Training: Train a child in the way he should go, and when he is old he will not turn from it. Brooks had a flat tire once. I went to where she was with the flat tire. But I made her change the tire. Why? She needed to learn. As parents, part of our job is to help this child find his/her identity. I am not talking about preparing for a job. I am talking about morals, character and personality. My children can grow up to be brilliant scientists but if I haven’t instilled a strong sense of value and a love for Christ, I have failed. I want them to grow up being a human being not a human doing. Training comes in role playing. They learn by seeing you. They have to see our limits and our short-comings. They learn when they find we make mistakes and admit our mistakes.

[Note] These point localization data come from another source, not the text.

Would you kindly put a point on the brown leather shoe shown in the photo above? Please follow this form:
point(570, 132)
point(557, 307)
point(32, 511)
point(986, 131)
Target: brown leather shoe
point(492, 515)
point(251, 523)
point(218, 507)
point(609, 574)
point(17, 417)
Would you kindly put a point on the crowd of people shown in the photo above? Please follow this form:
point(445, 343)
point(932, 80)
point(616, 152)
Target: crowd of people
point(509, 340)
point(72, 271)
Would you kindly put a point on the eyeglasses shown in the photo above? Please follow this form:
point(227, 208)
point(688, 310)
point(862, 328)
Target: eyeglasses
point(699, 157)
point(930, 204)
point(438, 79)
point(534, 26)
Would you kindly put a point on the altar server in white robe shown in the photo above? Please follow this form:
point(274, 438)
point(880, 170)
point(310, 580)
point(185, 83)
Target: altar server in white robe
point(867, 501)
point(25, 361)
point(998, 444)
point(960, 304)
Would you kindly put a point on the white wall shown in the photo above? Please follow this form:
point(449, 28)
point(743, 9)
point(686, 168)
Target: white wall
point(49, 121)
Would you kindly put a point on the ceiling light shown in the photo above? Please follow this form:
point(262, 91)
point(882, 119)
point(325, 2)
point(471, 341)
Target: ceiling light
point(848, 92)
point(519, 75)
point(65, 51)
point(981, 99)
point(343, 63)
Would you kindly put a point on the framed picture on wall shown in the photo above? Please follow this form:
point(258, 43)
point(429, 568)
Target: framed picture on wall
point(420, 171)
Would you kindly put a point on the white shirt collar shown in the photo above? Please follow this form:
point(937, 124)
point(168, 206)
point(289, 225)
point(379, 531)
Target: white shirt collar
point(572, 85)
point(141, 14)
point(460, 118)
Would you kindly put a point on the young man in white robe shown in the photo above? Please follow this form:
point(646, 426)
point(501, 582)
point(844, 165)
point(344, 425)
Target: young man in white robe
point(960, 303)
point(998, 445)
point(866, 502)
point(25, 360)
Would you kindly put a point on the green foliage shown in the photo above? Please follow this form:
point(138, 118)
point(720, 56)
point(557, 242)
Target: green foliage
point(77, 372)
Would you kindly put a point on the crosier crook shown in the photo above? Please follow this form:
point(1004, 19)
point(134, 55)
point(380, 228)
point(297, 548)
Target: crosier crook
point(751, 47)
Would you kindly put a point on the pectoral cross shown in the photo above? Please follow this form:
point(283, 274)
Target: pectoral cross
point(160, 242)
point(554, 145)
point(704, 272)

Training is only effective when it is accompanied with time and discipline.

You never know when you’re making a memory. When little Jimmy returned home from summer camp, his parents asked him if he had been homesick. He replied, “Not me, but some of the kids were who had dogs.”

A good name is more desirable than great riches; to be esteemed is better than silver or gold. Rich and poor have this in common: The LORD is the Maker of them all. A prudent man sees danger and takes refuge, but the simple keep going and suffer for it. Humility and the fear of the LORD bring wealth and honor and life. In the paths of the wicked lie thorns and snares, but he who guards his soul stays far from them.